The children of the 74-year-old Cleveland man who was gunned down in a Facebook LIVE video over the weekend have forgiven their father’s killer. Described as a gentle, God-fearing man with gray hair, Robert Godwin Sr. was out for a stroll on Easter Sunday, collecting cans, when his life was abruptly ended.
“We called him the junk man,” his daughter, Debbie Godwin, 52, told The Associated Press. “He’d pick up things off the street and fix them. He picked up bikes and he fixed them.” Godwin, a retired foundry worker, was the father of 10 children, six girls and four boys. His children say he took them to church every Sunday.
Despite being wracked with grief and anger over the tragic loss of their father, Godwin’s children honored his memory by extending grace to his murderer. “The thing I would take away most from our father is that he taught us about God: how to fear God, how to love God and how to forgive,” stated Tonya Godwin-Baines, another one of Godwin’s daughters. “We just want him to know that God loves him,” she had said. “We love him. Yes, we are hurt, but we have to forgive him because if we don’t forgive him, the Bible says your heavenly father won’t forgive you.”

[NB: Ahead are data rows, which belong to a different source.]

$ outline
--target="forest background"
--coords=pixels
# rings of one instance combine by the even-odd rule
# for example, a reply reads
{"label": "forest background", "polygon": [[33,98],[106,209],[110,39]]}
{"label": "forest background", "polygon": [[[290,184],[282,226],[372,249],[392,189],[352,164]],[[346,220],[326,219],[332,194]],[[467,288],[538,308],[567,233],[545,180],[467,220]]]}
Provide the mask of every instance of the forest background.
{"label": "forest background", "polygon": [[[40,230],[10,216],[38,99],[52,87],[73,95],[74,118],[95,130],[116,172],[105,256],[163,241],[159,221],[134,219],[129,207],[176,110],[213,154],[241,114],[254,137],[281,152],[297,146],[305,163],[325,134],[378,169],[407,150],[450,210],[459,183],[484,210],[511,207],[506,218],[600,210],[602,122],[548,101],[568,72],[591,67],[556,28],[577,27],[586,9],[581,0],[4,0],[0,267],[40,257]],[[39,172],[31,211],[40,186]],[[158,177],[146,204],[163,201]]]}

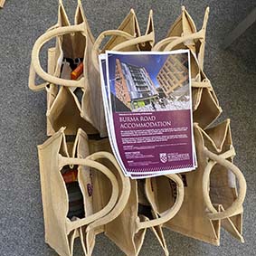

Robert Godwin, Jr. echoed that sentiment, saying, “I forgive you, man. I’m not happy what you did, but I forgive you.” He made it clear he didn’t want Stephens dead, telling The Washington Post that his fate was “up to God.”
Godwin’s killer, 37-year-old Steve Stephens, was still on the run at the time they were reaching out to him. But Pennsylvania State Police reported Tuesday, April 18, that Stephens killed himself after a police pursuit.